If you’re part of a large enterprise, you likely have a more complex chart of accounts. I worked for one organization that had 10 different segments in the general ledger account number with a total of 30 digits. Yet the system still saw it as one big number that was sorted naturally. The best part is this sequence followed the profit and loss statement. We also built it so you only needed to remember 8 digits (department and account) when coding invoices. The other 22 digits were part of the classification process.
A lot of ERPs will allow you to renumber accounts simply. Others may not be as forgiving. Either way, if it’s been a while since you looked at your chart of accounts and the logic in the segments, you should add this to your to-do list.

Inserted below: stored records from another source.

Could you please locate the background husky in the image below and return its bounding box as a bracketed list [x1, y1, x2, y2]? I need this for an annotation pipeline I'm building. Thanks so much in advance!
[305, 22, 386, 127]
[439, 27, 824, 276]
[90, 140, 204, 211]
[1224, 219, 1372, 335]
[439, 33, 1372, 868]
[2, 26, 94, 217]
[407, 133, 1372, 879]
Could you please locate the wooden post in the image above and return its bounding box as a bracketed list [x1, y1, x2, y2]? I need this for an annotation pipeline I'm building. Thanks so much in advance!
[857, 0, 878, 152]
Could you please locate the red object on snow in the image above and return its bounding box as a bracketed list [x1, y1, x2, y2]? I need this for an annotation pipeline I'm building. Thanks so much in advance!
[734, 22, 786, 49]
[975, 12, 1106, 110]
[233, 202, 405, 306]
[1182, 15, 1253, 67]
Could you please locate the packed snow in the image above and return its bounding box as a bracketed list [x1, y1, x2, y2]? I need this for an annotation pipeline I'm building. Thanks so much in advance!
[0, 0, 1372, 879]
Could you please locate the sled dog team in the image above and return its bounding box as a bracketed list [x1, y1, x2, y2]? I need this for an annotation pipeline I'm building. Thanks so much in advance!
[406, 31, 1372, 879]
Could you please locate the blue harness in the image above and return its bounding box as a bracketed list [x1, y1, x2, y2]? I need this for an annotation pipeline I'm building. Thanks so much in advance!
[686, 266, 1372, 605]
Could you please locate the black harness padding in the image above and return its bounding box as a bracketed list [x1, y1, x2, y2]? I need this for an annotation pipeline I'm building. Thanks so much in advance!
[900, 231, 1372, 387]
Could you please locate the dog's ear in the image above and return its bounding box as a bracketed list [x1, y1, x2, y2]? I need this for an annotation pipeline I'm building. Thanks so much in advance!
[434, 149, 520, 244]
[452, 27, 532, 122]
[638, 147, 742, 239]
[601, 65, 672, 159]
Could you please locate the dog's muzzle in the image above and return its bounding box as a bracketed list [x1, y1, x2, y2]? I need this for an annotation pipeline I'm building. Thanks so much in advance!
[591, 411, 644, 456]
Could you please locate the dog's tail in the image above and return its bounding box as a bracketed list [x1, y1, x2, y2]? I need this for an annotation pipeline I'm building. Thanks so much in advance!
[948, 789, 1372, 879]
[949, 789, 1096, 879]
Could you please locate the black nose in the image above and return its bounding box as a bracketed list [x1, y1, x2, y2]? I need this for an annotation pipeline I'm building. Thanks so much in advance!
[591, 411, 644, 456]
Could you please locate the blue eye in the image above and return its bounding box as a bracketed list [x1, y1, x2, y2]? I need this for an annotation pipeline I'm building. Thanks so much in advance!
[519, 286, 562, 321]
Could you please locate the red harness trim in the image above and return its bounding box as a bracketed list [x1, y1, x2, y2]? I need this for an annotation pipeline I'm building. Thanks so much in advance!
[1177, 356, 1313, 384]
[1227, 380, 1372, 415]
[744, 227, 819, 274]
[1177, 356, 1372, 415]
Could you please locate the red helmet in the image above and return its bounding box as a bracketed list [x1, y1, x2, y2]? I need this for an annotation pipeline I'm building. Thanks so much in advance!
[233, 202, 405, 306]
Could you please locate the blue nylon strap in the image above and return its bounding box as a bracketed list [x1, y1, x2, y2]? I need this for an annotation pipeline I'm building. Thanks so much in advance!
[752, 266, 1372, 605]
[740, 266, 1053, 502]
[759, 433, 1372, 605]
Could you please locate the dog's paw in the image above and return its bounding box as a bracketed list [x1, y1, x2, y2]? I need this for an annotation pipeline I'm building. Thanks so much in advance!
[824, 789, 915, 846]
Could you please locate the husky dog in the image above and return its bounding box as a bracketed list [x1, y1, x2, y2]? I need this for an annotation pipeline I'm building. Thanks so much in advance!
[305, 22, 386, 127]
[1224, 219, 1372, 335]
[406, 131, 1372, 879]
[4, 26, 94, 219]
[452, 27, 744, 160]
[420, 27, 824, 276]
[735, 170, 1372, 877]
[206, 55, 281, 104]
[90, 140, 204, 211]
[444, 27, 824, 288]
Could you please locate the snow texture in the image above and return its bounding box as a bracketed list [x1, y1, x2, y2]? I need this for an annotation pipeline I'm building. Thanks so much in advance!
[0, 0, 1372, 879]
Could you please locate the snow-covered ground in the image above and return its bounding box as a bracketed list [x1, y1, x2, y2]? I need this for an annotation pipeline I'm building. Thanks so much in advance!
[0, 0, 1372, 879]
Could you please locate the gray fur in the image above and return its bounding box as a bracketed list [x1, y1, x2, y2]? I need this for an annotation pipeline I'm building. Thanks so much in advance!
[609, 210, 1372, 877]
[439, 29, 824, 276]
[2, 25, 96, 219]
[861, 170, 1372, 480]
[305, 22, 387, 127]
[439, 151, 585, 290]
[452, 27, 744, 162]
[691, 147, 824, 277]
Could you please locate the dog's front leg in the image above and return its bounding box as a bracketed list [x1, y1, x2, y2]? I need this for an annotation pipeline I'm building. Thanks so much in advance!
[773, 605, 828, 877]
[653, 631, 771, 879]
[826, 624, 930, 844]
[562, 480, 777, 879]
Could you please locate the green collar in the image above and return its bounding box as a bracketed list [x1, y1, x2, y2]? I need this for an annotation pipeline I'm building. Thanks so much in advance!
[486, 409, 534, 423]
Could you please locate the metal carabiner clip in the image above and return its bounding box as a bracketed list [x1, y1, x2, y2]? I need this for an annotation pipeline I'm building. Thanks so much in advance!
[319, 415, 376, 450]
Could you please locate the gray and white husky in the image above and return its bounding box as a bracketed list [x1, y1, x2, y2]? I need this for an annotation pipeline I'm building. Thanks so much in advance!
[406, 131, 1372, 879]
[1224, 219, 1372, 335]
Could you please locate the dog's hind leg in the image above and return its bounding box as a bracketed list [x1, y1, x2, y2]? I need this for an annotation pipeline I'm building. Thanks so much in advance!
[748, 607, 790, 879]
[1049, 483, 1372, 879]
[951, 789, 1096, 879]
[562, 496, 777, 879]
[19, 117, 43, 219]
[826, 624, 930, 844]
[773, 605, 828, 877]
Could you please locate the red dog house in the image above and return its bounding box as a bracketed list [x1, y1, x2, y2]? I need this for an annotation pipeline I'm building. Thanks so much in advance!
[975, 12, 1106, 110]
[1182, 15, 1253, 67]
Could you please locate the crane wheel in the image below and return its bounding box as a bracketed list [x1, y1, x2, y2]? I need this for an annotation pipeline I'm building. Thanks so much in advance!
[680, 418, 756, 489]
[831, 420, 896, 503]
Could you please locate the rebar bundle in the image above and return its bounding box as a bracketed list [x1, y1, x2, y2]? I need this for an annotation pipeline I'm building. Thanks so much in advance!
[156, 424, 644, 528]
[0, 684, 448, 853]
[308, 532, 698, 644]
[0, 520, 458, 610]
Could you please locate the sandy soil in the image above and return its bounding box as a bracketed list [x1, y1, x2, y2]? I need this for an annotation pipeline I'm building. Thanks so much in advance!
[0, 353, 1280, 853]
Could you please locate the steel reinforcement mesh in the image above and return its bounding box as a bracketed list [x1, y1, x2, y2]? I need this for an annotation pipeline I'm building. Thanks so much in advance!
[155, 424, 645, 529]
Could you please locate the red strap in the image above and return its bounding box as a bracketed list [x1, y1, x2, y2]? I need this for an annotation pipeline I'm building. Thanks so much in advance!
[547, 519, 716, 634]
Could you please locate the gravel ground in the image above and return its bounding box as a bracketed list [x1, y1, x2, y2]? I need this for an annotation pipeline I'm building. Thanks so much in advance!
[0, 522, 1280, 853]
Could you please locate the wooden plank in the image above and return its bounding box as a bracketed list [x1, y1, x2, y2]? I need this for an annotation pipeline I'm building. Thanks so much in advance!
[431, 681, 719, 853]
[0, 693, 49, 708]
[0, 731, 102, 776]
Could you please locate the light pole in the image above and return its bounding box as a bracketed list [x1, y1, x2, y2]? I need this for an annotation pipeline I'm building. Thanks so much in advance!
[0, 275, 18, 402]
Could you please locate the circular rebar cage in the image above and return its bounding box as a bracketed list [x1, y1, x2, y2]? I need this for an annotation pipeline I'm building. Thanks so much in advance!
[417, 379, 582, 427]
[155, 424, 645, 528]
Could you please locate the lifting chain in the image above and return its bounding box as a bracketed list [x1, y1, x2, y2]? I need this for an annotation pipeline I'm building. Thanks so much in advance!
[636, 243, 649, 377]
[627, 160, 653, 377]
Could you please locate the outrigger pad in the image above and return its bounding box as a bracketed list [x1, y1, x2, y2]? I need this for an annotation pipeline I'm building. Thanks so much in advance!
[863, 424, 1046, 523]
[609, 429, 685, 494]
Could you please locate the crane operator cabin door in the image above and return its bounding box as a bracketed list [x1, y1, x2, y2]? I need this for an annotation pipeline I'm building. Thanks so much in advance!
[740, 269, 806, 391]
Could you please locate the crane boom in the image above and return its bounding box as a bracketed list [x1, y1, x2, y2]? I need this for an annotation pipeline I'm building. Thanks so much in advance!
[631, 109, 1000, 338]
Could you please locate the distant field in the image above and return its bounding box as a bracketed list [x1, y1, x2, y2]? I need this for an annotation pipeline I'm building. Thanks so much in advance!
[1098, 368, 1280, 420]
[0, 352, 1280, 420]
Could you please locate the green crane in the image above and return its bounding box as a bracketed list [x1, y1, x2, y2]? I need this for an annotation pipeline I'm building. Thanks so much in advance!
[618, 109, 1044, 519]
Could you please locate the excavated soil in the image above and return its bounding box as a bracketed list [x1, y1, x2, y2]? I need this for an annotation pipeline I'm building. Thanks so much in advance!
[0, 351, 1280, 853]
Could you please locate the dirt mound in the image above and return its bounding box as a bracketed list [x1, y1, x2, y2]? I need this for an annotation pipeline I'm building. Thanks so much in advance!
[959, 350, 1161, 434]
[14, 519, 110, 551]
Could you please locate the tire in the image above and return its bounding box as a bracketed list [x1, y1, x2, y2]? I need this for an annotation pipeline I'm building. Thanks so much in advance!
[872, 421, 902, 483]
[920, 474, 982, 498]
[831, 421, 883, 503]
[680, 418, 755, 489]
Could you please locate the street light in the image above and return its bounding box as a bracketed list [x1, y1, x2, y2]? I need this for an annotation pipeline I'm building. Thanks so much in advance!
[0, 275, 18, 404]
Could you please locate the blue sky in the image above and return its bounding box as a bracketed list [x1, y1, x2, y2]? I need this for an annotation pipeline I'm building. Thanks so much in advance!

Don’t stop there. Look at your data logic in PMS and POS. Is there a pattern to the layout of posting codes? Are the room revenue codes grouped in a sequence without other revenues in-between? Does it closely resemble the same order as shown in the monthly profit and loss statement?
Standard reports for restaurant and retail POS can also follow a similar logic. When setting up individual POS revenue centers, the most common approach is to start with the three-meal restaurant and other venues, move on to room service, and finish with banquets. Again, this mirrors the order on the food and beverage page of the profit and loss statement.
Sales and catering applications are becoming more important as a revenue system. Most will generate a banquet check based on data in the banquet event order. But what happens when you go to print a report showing the day’s actual banquet checks or a look at future forecasts? Setting up logical revenue groupings in the sales and catering system is an often overlooked area. It doesn’t need to be that way, but it takes leadership to bring logic to an environment that doesn’t always come across as logical.
If you’re an IT professional, you owe it to your team to help them understand logical data design. If you’re an accounting professional, you can already appreciate having data in a logical sequence. Now go show the rest of the organization how rewarding life can be when you apply a little logic to the chaos.